Movimentou, recentemente, o mundo jurídico, sobretudo os atuantes no Direito de Família, a notícia do juiz do Rio de Janeiro que teria, em sentença, “tirado” a guarda de um filho de 8 anos de idade da mãe, com quem sempre morou, para conferi-la ao pai, sob os argumentos de que a genitora mora em área de risco, o município do Rio de Janeiro é muito perigoso e a criança, que é um menino, precisa de uma figura masculina em sua vida.
Esse processo, assim como todos os outros de natureza familiar, tramita em segredo de justiça, pelo que as digressões jurídicas que farei nos parágrafos seguintes serão integralmente baseadas nas cruas informações que foram divulgadas na mídia.
Pois bem. A primeira coisa que me veio à cabeça quando tomei conhecimento desse caso foi o artigo 23 do Estatuto da Criança e do Adolescente (lei 8.069/90), que prevê que “a falta ou a carência de recursos materiais não constitui motivo suficiente para a perda ou a suspensão do poder familiar”.
Sim, colegas familistas. Eu sei que o caso, aqui, não trata da suspensão ou perda do poder familiar, que são muito mais gravosas do que a inversão da guarda determinada pela Justiça do Rio de Janeiro, mas o raciocínio desse dispositivo, interpretado à luz dos artigos 15, 16 e 17 do ECA, segundo os quais devem ser preservados os direitos das crianças e dos adolescentes à liberdade, à dignidade e ao respeito – este consistindo na inviolabilidade da integridade física, psíquica e moral dos menores, abrangendo a preservação da imagem, da identidade, da autonomia, dos valores, ideias, crenças e, inclusive, dos espaços e objetos pessoais –, torna-se, a meu ver, plenamente extensível à situação da família carioca.

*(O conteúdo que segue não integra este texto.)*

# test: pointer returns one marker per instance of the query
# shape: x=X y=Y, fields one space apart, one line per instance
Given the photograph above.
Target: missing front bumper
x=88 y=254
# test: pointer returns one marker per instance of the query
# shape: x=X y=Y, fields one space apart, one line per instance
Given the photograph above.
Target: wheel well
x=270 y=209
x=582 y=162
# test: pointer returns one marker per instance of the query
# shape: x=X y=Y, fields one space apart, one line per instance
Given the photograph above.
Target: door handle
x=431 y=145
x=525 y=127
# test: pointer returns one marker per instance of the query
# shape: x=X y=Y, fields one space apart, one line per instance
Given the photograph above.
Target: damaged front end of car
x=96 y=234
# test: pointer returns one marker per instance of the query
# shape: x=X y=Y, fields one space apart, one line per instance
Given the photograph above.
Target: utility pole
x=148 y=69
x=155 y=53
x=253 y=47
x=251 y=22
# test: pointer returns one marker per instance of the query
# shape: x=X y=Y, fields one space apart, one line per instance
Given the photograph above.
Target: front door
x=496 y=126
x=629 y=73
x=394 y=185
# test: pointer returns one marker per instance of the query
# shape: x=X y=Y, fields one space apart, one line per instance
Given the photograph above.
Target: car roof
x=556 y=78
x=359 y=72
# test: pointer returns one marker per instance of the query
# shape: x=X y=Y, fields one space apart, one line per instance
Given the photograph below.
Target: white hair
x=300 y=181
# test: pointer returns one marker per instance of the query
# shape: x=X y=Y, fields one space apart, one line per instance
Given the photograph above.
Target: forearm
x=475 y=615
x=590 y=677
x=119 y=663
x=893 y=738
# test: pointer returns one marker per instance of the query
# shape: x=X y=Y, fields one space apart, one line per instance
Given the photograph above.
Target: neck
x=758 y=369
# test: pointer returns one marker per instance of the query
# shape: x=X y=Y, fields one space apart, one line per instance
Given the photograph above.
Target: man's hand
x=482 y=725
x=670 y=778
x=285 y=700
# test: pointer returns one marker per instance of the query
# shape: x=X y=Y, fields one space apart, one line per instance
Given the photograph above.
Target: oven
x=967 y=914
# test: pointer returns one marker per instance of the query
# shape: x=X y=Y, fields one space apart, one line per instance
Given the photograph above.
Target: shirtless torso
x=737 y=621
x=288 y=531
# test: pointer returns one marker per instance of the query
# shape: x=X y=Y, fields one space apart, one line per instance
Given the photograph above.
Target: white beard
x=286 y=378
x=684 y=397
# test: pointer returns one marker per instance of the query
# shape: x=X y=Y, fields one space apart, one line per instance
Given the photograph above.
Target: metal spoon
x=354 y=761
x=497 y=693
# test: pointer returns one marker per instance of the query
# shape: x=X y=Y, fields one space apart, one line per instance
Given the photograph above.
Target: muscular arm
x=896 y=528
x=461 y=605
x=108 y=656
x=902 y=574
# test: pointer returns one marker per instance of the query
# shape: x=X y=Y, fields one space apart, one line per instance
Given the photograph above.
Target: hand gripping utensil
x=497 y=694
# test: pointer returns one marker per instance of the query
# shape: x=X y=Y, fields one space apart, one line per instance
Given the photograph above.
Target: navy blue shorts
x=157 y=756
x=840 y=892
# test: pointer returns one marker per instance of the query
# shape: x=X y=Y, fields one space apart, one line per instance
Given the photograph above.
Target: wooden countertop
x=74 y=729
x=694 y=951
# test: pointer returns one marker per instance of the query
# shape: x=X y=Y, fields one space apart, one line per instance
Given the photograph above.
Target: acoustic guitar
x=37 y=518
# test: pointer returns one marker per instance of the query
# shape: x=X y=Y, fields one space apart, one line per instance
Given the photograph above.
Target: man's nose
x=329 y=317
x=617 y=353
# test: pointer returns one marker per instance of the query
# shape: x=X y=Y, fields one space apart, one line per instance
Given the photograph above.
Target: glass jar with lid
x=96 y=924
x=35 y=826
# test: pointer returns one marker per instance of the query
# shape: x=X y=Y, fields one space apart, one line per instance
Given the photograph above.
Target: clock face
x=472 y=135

Aliás, a sua extensão às demandas em que se litigam a guarda é ainda mais plausível se considerarmos que o próprio exercício da guarda é um dos atributos do poder familiar (art. 1.634, II, do Código Civil).

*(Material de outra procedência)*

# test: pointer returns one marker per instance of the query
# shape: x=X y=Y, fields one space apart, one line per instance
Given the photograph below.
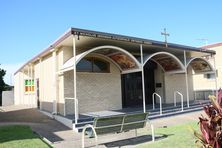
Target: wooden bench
x=116 y=124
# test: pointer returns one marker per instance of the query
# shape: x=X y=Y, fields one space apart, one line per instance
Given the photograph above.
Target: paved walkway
x=62 y=136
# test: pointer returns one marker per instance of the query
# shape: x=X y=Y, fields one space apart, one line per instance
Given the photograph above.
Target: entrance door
x=132 y=89
x=149 y=80
x=132 y=86
x=37 y=91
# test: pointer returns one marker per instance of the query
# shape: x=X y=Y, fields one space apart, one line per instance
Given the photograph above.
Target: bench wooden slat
x=137 y=120
x=108 y=124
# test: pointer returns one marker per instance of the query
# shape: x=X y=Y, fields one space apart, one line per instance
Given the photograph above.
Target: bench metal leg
x=83 y=135
x=136 y=132
x=152 y=130
x=153 y=134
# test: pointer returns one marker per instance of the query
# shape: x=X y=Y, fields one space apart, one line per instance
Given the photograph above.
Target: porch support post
x=31 y=93
x=28 y=98
x=54 y=82
x=74 y=80
x=40 y=85
x=143 y=85
x=215 y=73
x=23 y=87
x=186 y=79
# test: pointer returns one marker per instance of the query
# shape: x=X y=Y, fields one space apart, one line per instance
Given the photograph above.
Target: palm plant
x=211 y=126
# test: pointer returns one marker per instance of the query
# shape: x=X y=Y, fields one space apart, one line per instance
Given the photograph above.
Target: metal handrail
x=181 y=96
x=160 y=101
x=76 y=104
x=76 y=110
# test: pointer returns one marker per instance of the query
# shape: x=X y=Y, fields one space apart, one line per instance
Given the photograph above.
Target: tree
x=2 y=83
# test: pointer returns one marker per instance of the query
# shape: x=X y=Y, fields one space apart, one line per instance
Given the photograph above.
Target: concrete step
x=175 y=113
x=154 y=114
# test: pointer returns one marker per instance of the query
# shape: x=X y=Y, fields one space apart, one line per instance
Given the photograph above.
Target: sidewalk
x=61 y=136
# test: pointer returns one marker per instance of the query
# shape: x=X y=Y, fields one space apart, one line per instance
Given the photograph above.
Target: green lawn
x=179 y=136
x=20 y=137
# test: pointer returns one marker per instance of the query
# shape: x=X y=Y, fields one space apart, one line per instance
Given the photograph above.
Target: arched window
x=92 y=64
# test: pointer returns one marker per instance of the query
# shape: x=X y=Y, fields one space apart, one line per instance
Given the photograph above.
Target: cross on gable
x=165 y=34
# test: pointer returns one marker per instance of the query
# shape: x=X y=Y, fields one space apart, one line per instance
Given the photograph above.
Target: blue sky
x=28 y=26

Isso significa que é totalmente inaceitável que qualquer filho(a) seja afastado da mãe ou do pai por motivos puramente socioeconômicos, se esse pai ou essa mãe possuam todos as condições que lhes permitam proporcionar o cuidado e a proteção necessários aos cuidados da criança/adolescente.
Pensar de modo diferente, como, aparentemente, fê-lo o magistrado carioca, é violar frontalmente os direitos fundamentais menoristas constantes dos artigos mencionados anteriormente, máxime a dignidade e o respeito à criança que, além de ter vivido os seus 8 anos de vida junto à mãe e ao meio irmão de 15 anos de idade, não tem qualquer contato com a figura paterna há 4 anos (metade de sua vida), em razão, ao que indicam as notícias, da própria desídia do pai.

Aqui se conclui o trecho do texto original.